Viability: It must be sustainable as a business.
Design, according to Raphael, is the discipline that ensures desirability — making sure the product fits the real needs and desires of users. Without strong design thinking early on, startups risk building products that solve problems nobody cares about.
In the age of AI disruption, the bar for user experience is rising fast. Founders who recognize the power of thoughtful, intentional design will have a significant advantage.
Why More Designers Should Become Founders
Historically, design was closer to art — expressing questions rather than solving them. Over time, especially during industrialization, design evolved into a problem-solving discipline, aligned more with engineering and business.
Today, the means of production (software, tools, code) are accessible to designers. They no longer need to hand off their ideas to engineers — they can build directly.

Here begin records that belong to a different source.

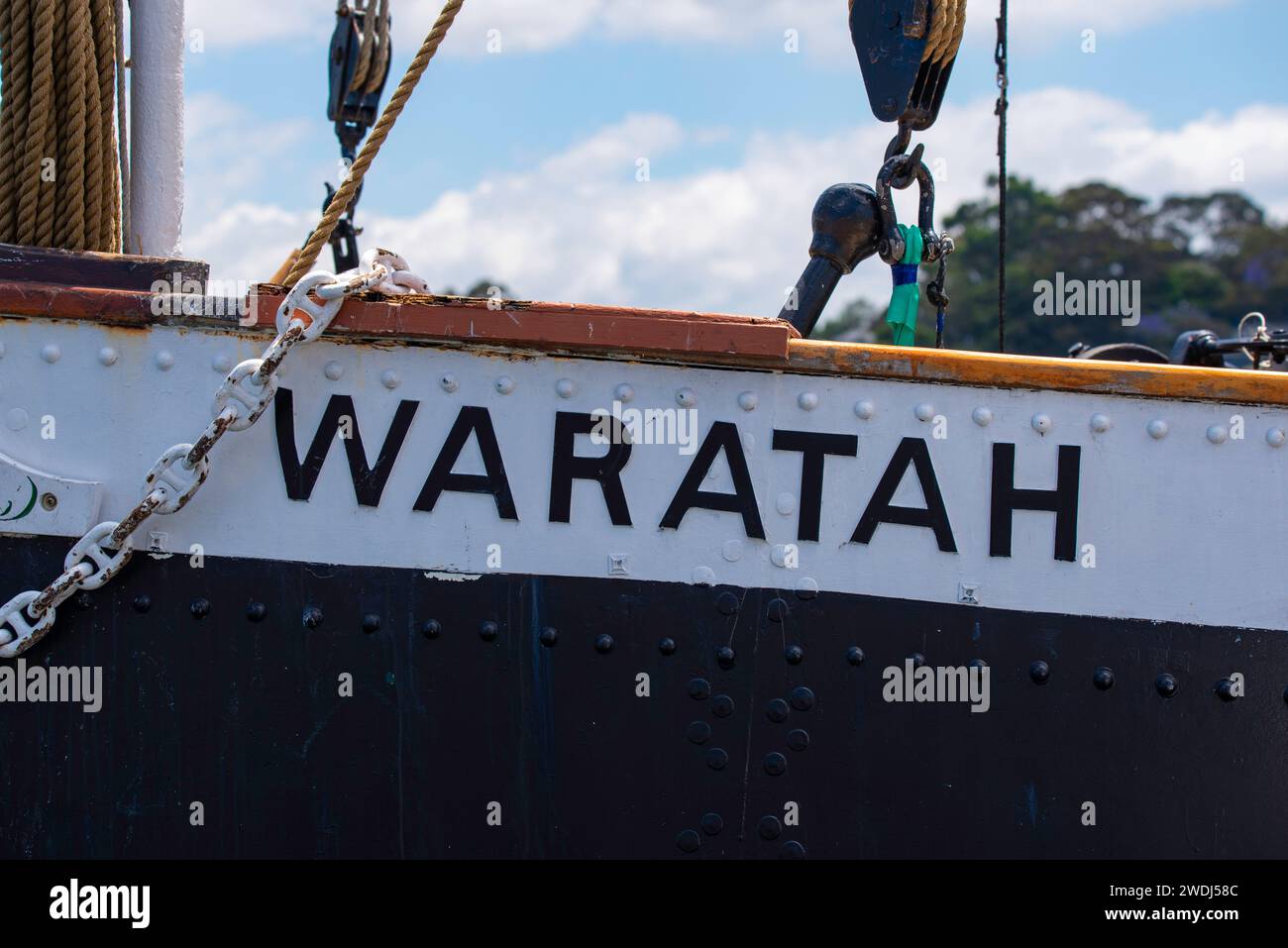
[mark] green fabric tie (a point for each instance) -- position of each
(906, 296)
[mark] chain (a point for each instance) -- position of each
(936, 292)
(180, 472)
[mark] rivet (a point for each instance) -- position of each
(769, 828)
(699, 689)
(703, 576)
(803, 698)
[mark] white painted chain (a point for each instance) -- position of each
(180, 472)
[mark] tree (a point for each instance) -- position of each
(1199, 262)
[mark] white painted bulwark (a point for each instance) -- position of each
(1167, 517)
(156, 127)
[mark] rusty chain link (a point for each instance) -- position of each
(181, 469)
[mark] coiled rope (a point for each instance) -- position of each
(59, 167)
(342, 198)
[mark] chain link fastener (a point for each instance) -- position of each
(25, 634)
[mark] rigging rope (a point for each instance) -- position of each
(59, 168)
(342, 198)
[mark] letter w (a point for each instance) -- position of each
(369, 483)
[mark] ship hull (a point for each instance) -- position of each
(462, 742)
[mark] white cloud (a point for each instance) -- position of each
(580, 227)
(528, 25)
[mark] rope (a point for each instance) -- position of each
(59, 172)
(947, 27)
(342, 198)
(1003, 106)
(123, 121)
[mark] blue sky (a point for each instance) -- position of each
(520, 165)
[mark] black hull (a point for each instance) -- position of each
(245, 717)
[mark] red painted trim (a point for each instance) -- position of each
(540, 325)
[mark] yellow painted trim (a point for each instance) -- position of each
(991, 369)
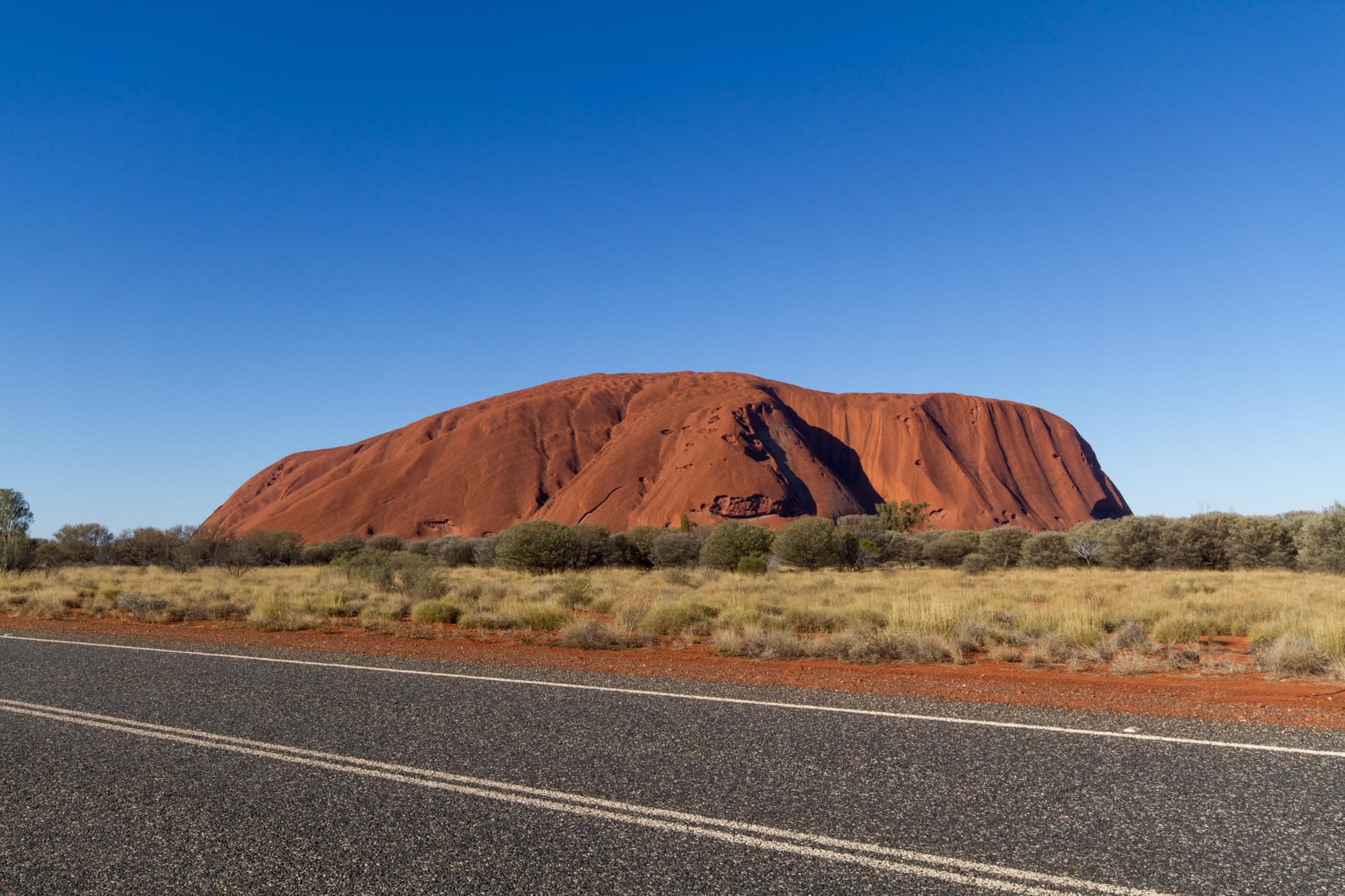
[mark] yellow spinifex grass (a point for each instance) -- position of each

This shift is why Raphael urges more designers to build companies, not just products.
Designers understand desirability naturally.
Access to no-code/low-code tools bridges technical gaps.
The era of "design-led startups" is now, not later.
Raphael Schaad's Journey: Designer, Maker, Founder
Schaad’s background reflects a strong blend of disciplines:
Technical Foundation: A degree in computer science allowed him to build the designs he envisioned.
Creative Excellence: Graduate studies at the MIT Media Lab emphasized physical and digital product creation.
Founder Mindset: His ability to ship, iterate, and learn made Cron a success — eventually acquired by Notion.
Key takeaway:
Founders who can both design and build will dominate the next generation of startups.
Should Designers Learn to Code?
Raphael’s advice is simple:
Be comfortable in the medium you are designing for.
If you are building software, understanding code (even at a high level) dramatically increases your ability to ship real products, not just prototypes.
Especially in an AI-driven world, where dynamic behaviors like "autocomplete" and "agent-based actions" are becoming core features, static mockups break down quickly.
Founders must move beyond "rectangles inside rectangles" thinking and design experiences, not screens.
How Non-Designers Can Develop Better Taste
For technical founders or those without a design background, Raphael recommends three practical steps:
1. Start Designing — Badly
You will not produce great design at first. But doing (even badly) teaches you why some designs work and others don't. You begin to "see the Matrix" — the invisible patterns behind great design.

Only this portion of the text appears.